Шупансея вздохнула и отняла у него руку.

— Если эта свадьба состоится. Ведь может еще оказаться, что ненависть действительно сильнее любви.

Она сказала это уже в дверях и обернулась, ожидая, что Хаким станет отрицать то, в чем, как она сама была уверена, нет сомнений.

— Надежда сильнее и ненависти, и любви, — заверил он ее и долго смотрел, как она медленно идет по коридору прочь.

 

ТОРГОВЦЫ РАБАМИ

 

Лишь то, что они сейчас находились на борту корабля, вносило некоторое разнообразие в это смешение отвратительных ароматов. И можно было особенно не стараться поднимать плащ повыше, чтобы не запачкать о грязную палубу: все равно эта вонища насквозь пропитает ткань, и плащ придется либо очень тщательно выстирать, либо просто выбросить. Когда покупаешь очередную партию рабов, не стоит надевать свою лучшую одежду.

Нет, причиной скверного настроения Салимана было отнюдь не то, что он занимается столь мерзким делом.
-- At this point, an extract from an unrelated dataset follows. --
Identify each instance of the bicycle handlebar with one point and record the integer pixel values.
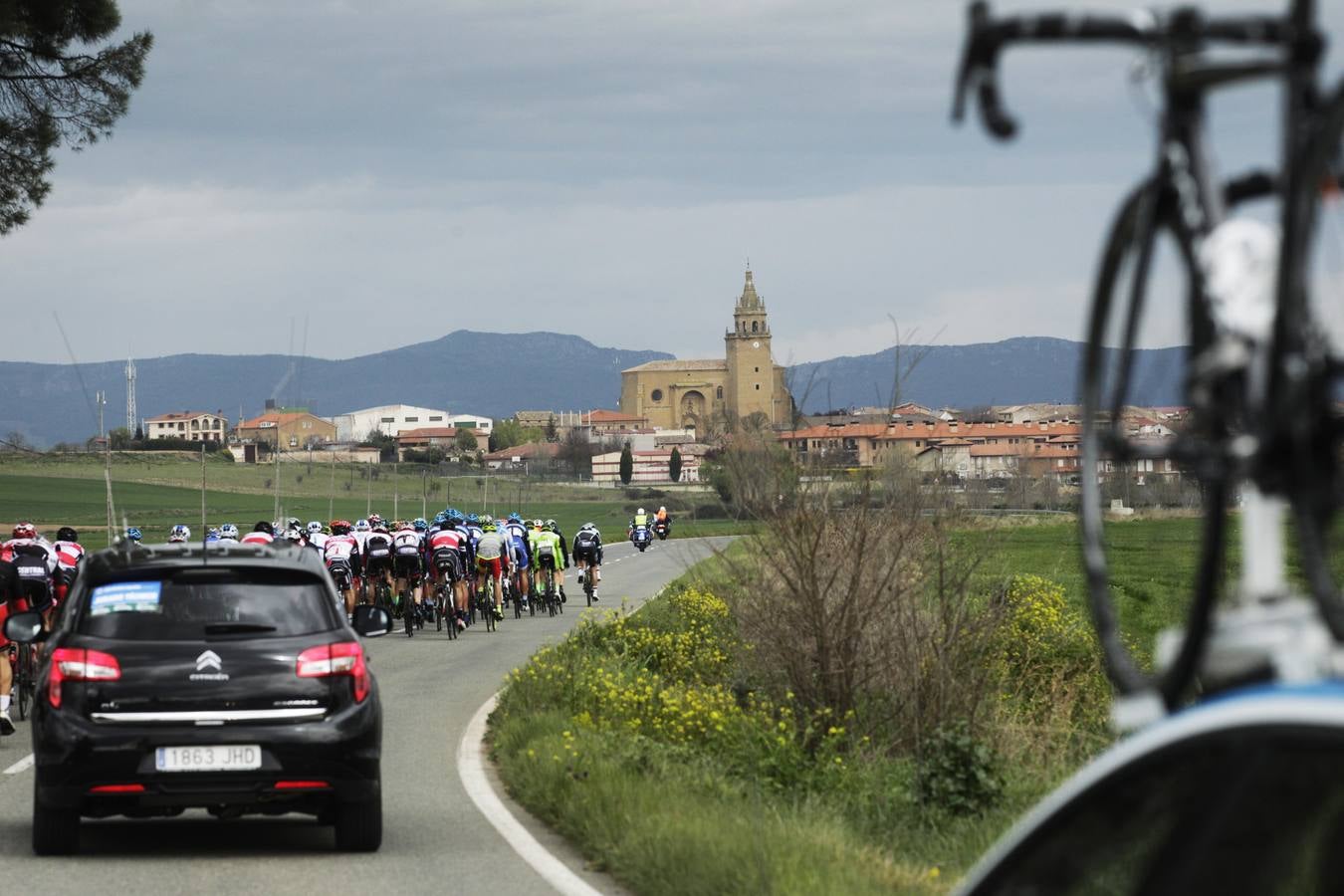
(987, 37)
Просто ему пришлось слишком рано встать. И можно было с уверенностью сказать: раз его подняли из теплой постели, оторвав от разгоряченного тела наложницы, и заставили еще до рассвета тащиться сюда, не стоит и надеяться, что в переговорах с работорговцами он проявит добродушие и щедрость.
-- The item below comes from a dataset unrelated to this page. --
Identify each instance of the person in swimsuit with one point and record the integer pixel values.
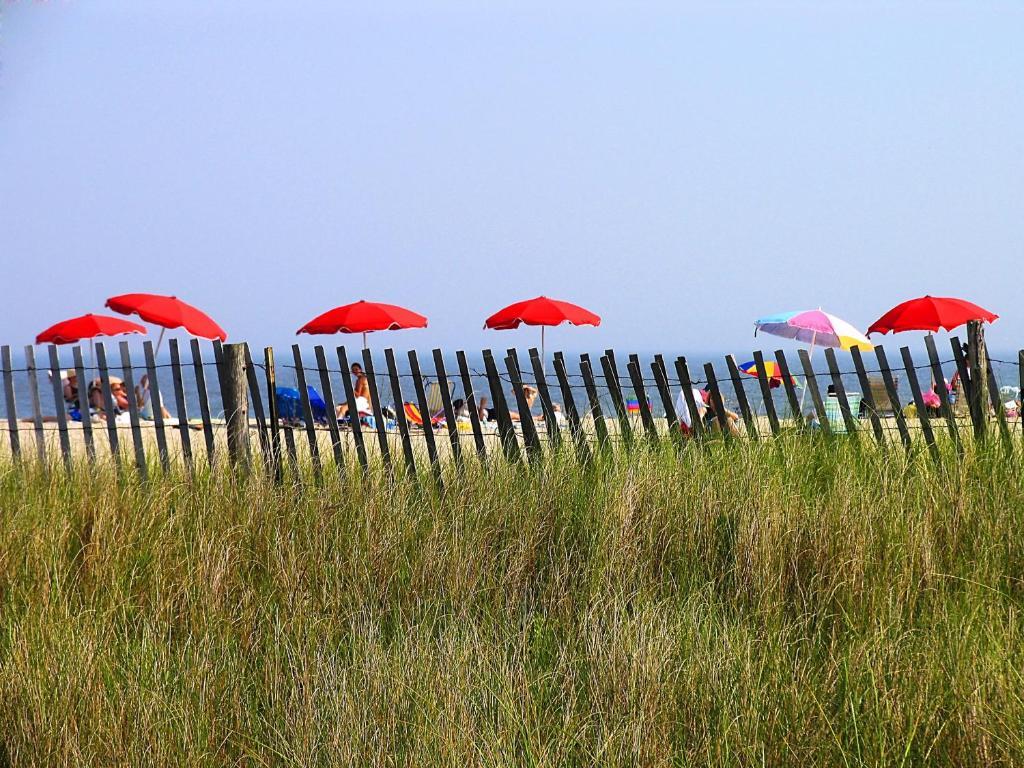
(361, 391)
— Да с какой стати я должен этим заниматься! — громко ворчал человек, державший фонарь. — Что у меня, других дел нет?

С якоря сниматься пора, и вообще…

В этом, собственно, и заключалась основная причина того, что Салиману пришлось так срочно поспешить сюда. Корабль должен был отплыть с утренним отливом, и требовалось покончить с делами до того, как он покинет гавань Санктуария. Тем не менее Салиман продолжал раздражаться по каждому пустяку.

— Может, хочешь, чтобы я рассказал о твоем поведении Джабалу? — спросил он нарочито спокойно. — Думаю, если он узнает, что тебе так сложно справляться со своими обязанностями, то и не станет впредь беспокоить тебя по пустякам…
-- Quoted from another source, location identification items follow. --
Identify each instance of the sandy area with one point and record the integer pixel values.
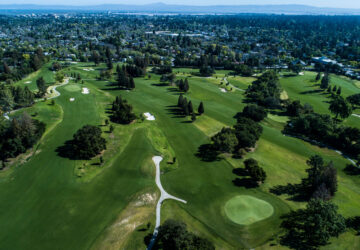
(149, 116)
(85, 91)
(223, 90)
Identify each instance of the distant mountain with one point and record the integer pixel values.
(185, 9)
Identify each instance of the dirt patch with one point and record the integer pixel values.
(137, 213)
Намек был достаточно толстым, чтобы работорговец пролепетал:

— Нет, нет! Что ты! Зачем же!..

Работорговцы и без того хорошо заплатили главарю городских уголовников Джабалу, чтобы он не вмешивался в их дела, и отнюдь не желали, разумеется, чтобы он еще задрал цену откупного, если они не выполнят его просьбу. Особенно если учесть, что откуп, назначаемый Джабалом, частенько уплачивался не только деньгами, но и кровью.

— Но, может, ты все-таки чуточку поторопишься, а? — Тон работорговца стал почти умоляющим. — Мы уже в третий раз тут проходим! А если я паруса не успею поставить, то пропущу утренний отлив и целый день потеряю…

Но Салиман не обратил на него внимания; он даже не удостоил его ответом, молча вглядываясь в темноту корабельного трюма.

Ему было прекрасно известно, что точного расписания для парусных судов не существует — порою ветры, а уж тем более штормы, могут задержать корабль на несколько дней, а то и недель.